He started his political career during the time of Bantustans in the Apartheid era, serving in the KaNgwane homeland regime.
One of the members of the former Save ANC Mpumalanga group, Mabhuza Ginindza, has died.
His family said the 65-year-old seasoned politician died after a long period of illness on 14 October 2018.
“The Ginindza family is saddened and shattered to inform you of the passing away of my uncle Mabhuza Simeon Ginindza,” family member Sibusiso Ginindza said on Facebook on Monday.
Sibusiso said his memorial service will be held on 17 October 2018 in Nhlazatshe.
Ginindza began his political career in the 1980s, serving as the administrative secretary of the Inyandza National Movement that governed the then KaNgwane homeland during Apartheid.

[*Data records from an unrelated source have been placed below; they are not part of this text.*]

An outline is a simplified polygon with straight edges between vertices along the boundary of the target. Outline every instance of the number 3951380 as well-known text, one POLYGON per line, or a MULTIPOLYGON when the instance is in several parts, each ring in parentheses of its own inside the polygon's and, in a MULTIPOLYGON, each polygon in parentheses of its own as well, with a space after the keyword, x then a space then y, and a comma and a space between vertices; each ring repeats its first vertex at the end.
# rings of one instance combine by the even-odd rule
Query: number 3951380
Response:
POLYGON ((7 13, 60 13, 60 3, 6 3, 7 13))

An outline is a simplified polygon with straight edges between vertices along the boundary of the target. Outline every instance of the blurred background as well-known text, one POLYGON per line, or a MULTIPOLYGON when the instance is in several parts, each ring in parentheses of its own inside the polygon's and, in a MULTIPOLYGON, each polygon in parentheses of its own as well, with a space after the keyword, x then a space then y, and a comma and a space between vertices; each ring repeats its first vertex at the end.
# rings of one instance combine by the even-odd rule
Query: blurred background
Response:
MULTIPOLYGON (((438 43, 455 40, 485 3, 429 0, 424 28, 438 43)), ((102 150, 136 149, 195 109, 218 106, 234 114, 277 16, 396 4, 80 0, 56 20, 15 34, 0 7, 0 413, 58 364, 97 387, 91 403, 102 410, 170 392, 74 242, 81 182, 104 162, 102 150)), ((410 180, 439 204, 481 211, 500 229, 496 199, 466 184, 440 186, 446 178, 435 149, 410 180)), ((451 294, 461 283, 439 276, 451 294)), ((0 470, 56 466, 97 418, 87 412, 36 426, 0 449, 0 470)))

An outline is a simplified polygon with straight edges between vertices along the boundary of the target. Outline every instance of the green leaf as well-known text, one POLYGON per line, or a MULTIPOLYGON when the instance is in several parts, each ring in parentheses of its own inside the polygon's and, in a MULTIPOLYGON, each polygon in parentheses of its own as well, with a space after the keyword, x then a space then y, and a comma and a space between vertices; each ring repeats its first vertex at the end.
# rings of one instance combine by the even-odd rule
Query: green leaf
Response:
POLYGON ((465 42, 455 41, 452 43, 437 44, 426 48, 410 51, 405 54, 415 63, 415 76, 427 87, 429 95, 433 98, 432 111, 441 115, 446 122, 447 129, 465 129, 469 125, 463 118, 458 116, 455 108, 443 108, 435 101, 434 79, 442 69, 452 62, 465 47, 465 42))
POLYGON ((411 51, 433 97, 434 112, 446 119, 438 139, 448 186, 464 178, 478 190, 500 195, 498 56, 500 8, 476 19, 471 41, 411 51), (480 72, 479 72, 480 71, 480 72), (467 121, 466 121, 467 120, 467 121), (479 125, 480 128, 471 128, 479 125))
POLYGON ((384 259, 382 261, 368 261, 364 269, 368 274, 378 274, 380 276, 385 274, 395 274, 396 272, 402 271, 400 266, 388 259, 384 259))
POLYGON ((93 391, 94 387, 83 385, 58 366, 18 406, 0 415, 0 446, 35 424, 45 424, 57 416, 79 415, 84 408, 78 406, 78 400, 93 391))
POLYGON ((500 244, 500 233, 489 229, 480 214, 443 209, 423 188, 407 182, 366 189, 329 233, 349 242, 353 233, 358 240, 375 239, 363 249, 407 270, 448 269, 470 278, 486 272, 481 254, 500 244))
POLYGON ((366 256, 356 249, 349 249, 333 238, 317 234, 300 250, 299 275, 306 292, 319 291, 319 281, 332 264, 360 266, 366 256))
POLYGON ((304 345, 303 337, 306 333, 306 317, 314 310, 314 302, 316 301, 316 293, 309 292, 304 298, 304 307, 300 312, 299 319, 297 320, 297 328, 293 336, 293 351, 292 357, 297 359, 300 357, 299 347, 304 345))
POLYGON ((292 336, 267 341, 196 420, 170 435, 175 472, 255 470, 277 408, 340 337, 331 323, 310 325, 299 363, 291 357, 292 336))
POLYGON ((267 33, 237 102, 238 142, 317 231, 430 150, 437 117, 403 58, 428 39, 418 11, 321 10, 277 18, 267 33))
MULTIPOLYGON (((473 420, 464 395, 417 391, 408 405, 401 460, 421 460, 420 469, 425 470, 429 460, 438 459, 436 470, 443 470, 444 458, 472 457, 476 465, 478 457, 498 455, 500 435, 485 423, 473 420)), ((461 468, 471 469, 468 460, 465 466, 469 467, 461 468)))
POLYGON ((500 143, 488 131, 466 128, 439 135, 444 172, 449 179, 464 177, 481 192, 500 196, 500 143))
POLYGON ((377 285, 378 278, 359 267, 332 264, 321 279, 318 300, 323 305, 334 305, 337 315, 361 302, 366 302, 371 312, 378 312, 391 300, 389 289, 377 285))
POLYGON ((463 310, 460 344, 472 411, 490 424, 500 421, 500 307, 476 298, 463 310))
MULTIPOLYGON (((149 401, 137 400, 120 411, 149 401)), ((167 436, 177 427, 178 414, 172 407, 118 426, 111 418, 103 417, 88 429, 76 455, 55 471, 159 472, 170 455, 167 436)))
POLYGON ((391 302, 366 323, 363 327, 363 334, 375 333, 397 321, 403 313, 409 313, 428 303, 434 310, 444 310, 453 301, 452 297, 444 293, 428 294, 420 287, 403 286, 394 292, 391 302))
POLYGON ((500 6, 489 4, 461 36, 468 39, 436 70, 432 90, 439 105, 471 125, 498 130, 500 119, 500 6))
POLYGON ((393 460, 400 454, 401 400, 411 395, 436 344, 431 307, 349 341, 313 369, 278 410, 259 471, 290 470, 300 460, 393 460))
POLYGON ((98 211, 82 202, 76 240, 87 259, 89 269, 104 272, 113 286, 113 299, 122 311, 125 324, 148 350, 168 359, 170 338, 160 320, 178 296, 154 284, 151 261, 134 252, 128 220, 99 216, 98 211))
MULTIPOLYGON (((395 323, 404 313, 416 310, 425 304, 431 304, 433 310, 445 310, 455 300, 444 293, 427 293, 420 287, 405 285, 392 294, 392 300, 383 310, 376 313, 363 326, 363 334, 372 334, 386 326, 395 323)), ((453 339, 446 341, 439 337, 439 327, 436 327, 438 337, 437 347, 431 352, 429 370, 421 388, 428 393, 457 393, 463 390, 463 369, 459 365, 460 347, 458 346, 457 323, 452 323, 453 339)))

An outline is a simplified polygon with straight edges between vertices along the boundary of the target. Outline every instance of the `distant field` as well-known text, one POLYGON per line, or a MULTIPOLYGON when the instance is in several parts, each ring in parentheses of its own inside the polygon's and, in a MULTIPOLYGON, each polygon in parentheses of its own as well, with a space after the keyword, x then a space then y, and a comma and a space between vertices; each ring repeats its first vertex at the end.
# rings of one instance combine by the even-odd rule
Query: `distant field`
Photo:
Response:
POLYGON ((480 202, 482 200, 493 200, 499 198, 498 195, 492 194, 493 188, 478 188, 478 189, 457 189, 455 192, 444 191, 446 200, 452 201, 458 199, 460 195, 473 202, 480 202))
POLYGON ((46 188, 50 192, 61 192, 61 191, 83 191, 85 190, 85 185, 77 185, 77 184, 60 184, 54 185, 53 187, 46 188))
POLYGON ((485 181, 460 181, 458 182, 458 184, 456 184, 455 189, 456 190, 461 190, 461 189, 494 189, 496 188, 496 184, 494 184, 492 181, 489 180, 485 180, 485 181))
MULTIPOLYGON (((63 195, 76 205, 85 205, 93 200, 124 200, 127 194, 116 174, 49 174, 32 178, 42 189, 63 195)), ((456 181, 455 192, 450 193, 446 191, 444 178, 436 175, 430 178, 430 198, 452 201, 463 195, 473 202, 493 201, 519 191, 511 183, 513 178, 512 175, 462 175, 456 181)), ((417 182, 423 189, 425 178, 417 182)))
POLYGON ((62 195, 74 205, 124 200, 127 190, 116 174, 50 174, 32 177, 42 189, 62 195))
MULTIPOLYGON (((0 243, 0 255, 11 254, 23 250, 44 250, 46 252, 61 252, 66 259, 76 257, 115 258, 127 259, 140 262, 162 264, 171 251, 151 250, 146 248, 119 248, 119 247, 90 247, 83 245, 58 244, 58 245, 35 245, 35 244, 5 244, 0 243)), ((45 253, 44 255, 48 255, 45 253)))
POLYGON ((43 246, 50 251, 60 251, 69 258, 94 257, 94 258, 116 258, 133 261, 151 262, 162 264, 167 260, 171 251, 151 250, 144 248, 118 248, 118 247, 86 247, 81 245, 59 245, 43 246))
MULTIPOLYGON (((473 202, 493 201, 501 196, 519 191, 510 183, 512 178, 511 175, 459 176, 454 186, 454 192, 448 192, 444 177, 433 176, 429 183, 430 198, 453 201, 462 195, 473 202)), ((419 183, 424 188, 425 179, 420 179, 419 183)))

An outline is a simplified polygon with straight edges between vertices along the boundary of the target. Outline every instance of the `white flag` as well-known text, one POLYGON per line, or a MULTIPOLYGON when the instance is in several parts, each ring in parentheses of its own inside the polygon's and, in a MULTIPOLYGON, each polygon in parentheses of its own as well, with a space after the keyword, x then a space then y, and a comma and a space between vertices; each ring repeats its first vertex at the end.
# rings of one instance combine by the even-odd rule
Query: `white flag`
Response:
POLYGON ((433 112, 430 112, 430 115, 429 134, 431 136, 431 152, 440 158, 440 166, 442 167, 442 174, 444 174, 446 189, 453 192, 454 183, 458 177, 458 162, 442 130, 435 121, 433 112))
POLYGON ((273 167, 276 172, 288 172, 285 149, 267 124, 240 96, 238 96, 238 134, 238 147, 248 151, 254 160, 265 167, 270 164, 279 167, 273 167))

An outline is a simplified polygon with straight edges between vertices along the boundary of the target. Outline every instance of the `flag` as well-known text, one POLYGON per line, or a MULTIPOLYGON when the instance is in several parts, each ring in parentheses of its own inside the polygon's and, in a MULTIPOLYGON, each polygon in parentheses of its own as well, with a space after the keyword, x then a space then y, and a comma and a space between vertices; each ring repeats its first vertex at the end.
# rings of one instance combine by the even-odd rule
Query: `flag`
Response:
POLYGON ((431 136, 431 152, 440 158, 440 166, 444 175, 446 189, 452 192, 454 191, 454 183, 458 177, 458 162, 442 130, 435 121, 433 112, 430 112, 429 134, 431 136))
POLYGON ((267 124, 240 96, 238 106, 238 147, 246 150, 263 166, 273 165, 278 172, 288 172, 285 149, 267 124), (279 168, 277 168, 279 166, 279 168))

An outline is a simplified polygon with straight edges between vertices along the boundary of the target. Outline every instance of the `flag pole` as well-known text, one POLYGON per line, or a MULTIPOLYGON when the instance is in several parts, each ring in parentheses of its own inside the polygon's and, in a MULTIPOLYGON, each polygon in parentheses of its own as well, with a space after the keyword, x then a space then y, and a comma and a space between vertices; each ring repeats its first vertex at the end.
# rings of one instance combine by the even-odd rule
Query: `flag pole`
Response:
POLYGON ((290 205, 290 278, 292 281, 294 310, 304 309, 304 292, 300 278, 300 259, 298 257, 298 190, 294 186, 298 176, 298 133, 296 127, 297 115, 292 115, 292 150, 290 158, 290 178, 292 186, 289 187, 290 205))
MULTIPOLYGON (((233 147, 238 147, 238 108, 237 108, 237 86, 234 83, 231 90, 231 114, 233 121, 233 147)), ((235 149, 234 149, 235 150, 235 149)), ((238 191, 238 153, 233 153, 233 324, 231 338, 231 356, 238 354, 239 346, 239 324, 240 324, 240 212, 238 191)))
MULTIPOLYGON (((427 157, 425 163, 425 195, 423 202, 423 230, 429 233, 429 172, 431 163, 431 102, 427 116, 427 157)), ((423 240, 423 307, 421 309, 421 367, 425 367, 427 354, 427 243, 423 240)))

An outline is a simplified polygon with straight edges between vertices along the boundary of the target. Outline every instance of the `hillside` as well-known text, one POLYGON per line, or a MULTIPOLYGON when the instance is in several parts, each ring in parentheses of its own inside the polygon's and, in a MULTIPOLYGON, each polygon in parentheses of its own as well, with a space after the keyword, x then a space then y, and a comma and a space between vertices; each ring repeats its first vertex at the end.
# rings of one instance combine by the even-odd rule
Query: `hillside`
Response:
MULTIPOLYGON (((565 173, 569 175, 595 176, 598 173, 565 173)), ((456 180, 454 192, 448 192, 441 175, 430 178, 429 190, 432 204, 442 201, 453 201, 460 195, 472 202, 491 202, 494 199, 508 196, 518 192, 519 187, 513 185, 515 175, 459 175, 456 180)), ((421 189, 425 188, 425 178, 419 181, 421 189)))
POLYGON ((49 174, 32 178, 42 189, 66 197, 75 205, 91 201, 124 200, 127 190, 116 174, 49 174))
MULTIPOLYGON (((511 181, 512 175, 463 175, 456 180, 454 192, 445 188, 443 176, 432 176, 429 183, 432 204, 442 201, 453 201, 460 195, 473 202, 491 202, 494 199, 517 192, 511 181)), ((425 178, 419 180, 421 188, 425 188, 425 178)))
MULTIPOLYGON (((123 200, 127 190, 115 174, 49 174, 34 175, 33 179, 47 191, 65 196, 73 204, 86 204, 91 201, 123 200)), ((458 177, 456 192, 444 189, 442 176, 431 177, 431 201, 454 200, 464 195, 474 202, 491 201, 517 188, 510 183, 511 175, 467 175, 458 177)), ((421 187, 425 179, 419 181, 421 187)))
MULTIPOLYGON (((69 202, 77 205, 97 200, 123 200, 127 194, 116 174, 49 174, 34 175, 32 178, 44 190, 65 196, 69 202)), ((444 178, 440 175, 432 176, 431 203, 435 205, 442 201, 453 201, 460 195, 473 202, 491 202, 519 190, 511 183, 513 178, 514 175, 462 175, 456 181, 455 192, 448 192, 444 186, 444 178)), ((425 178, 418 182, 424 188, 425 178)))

In a historical journal published by the University of South Africa in March 2012, Ginindza writes that he became a public representative for a period of 26 years – starting 1983 to 2009.
He served one term as a councillor in Matsulu (1983 – 1988), one term as a member of the KaNgwane Legislative Assembly (1988 – 1994) and three terms as member of Parliament in the new South Africa (1994 – 2009).
In 2001, Ginindza was named MEC for housing by then Premier Ndaweni Mahlangu, taking over from DD Mabuza who got redeployed to Parliament.
He also served as the chairman of the ANC in the Gert Sibande region.
In 2015, Ginindza became a member of the Save ANC Mpumalanga, publicly slamming the “sidelining of good comrades” by then provincial leader Mabuza.
The Save ANC Mpumalanga grouping, which had then PEC member Peter Nyoni as its leader, was opposed to Mabuza returning to be the chairman of the Mpumalanga ANC for a third term, calling him a “Nkurunziza of Mpumalanga” – a label that likened him to Burundi’s President Pierre Nkurunziza whose campaign for a third term in office caused riots and widespread violence in that country.
“Good comrades have been sidelined in this glorious movement of the people, for the people. The ANC is not the ANC we know,” Ginindza said then.
Sibusiso said his uncle was a “living library and he meant so many things to me”.
“My political mentor is no more, a gallant soldier for the liberation of the people of the Republic of South Africa,” he wrote.